Leon, kapının eşiğinde birkaç saniye öylece kaldı. ‘Sakin ol alt tarafı babanı göreceksin’ dedi kendi kendine.Sonunda ise derin bir nefes aldı ve içeriye doğru yürüdü. Her adımı, ahşap zeminde yankılanıyordu. Kapı, arkasından ağır bir uğultuyla kapandığında, Leon’un zihninde boğuk bir mühür gibi çınladı.

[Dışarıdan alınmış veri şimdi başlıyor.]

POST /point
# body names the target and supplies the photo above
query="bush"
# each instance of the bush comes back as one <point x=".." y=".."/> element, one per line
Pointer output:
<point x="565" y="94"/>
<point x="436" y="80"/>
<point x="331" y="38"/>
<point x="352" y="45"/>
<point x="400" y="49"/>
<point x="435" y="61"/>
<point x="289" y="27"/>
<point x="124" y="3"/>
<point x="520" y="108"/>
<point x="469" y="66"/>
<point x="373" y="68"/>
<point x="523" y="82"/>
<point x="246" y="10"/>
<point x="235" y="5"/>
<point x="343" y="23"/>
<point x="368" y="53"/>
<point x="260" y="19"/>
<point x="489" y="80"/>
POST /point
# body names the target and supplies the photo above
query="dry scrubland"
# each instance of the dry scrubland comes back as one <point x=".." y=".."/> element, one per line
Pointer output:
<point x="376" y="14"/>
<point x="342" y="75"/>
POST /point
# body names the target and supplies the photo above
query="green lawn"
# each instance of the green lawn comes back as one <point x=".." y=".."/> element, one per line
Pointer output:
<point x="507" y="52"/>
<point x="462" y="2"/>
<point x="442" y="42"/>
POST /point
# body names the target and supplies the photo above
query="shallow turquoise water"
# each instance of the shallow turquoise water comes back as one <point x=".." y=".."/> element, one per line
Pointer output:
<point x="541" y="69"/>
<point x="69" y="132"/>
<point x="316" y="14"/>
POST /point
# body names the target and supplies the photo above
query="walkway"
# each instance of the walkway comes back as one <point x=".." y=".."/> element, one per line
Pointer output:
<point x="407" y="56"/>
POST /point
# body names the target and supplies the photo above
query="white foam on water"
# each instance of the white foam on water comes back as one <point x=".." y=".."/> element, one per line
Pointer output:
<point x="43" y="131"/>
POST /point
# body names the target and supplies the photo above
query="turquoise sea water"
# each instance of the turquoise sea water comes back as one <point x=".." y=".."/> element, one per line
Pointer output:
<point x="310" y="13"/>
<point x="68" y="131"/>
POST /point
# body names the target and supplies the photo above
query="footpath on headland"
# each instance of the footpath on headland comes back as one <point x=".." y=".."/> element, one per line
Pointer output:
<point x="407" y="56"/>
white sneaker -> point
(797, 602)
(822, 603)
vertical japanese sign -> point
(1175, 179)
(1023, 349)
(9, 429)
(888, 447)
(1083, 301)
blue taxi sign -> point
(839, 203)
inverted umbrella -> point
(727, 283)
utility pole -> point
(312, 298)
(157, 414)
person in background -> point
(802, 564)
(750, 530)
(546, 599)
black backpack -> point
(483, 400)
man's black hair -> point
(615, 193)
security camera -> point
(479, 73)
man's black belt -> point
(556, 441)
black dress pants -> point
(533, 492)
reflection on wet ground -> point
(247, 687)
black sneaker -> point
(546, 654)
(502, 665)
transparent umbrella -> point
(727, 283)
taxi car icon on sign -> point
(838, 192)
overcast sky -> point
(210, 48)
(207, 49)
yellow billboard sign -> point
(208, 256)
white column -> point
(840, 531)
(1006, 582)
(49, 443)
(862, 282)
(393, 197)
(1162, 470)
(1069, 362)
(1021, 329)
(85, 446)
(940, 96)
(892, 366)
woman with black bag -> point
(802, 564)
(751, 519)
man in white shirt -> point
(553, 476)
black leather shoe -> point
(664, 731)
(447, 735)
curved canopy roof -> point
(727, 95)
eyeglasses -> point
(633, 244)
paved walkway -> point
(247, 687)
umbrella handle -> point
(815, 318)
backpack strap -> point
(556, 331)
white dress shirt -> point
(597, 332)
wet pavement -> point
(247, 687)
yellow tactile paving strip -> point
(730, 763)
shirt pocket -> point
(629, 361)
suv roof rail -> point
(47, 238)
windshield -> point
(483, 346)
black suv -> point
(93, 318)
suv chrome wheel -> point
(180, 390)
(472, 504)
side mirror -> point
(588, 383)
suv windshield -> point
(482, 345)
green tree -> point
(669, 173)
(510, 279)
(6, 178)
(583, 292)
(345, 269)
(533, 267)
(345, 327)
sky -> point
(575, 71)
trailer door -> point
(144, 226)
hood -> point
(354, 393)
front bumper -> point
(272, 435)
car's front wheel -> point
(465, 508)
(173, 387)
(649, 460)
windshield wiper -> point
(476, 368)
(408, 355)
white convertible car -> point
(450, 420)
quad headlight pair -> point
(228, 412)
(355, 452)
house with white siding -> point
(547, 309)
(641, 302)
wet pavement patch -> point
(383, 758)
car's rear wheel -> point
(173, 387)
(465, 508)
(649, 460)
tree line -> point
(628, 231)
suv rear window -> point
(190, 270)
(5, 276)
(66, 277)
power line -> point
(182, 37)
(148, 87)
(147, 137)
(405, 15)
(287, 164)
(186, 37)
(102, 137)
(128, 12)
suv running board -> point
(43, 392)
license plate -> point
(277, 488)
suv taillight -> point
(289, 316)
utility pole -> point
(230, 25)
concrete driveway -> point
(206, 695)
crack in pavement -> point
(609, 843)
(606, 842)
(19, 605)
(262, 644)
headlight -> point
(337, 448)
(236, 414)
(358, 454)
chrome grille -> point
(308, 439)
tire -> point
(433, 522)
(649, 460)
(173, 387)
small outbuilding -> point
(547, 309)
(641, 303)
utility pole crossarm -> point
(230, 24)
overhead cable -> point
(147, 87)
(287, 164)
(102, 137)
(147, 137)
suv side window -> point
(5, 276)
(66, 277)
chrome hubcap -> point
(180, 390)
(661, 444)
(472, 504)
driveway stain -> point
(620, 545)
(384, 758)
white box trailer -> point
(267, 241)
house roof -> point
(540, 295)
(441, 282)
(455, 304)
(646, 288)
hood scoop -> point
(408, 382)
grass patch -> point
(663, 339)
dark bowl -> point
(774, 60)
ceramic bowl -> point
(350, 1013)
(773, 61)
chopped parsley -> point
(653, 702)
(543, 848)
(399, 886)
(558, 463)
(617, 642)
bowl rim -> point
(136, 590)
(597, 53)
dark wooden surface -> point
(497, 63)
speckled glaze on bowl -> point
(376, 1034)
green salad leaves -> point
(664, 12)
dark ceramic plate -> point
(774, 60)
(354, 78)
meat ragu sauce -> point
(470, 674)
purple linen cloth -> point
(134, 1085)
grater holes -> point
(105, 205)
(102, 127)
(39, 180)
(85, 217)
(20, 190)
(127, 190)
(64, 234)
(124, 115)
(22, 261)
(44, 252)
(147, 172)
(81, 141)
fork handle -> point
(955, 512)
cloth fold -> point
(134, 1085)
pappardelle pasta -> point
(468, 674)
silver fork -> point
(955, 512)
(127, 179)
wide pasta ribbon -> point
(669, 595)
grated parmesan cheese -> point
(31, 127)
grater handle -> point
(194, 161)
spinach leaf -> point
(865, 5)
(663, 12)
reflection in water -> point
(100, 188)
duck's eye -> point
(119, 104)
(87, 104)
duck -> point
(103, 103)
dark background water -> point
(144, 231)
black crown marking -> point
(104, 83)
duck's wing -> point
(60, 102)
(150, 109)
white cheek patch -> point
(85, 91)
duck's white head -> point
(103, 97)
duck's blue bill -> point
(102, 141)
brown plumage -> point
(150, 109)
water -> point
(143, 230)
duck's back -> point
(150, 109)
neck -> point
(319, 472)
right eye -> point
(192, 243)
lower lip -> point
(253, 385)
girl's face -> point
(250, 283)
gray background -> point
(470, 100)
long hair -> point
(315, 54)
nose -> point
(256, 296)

Odanın görkemi göz kamaştırıcıydı. Sol uzun duvarın neredeyse üçte ikisini kaplayan, koyu kırmızı zemin üzerine altın ipliklerle işlenmiş devasa bir örtülü masa vardı odanın ortasında. Işığın vurduğu her kıvrımda desenler canlıymışçasına kıpırdanıyor, altın işlemelerden yayılan parlaklık ise bir taht odasının ihtişamını hatırlatıyordu.
Ve o ihtişamın merkezinde, masanın başında bir adam oturuyordu.
Leon’nun babasıydı
Adam, otuzlu yaşlarının olgunluğunu taşıyan bir yüzle, sakince yemeğini yiyordu. Önünde duran tabakta kan kırmızısı suyunu salan bir bonfile vardı; yanında közlenmiş mantarlar, hafif is kokusunu odaya yayıyordu. Yanındaki gümüş kadehteki kırmızı şarap, ışıkla buluştuğunda parlak bir görünüm elde ediyordu
Leon, birkaç adım ilerleyerek ellerini karnına götürdü. Yavaşça eğilip başını selam için öne bıraktığında, sesi ağır bir saygıyla odanın genişliğine yayıldı.
“Yüce Rahip Babamızı selamlıyorum.”
Sözler, odanın duvarlarında yankılandı, ardından sessizlikte asılı kaldı.
Babası başını kaldırmadı. Sadece göz ucuyla kısa bir bakış gönderdi, ardından ağırbaşlı bir sükûnetle başını hafifçe eğdi. Yemeğine geri dönerek çatalını bıçağa sürttü. Metalin porselene değdiğinde çıkardığı keskin ses, odadaki sessizliği yararak Leon’un içindeki gerginliği daha da derinleştirdi.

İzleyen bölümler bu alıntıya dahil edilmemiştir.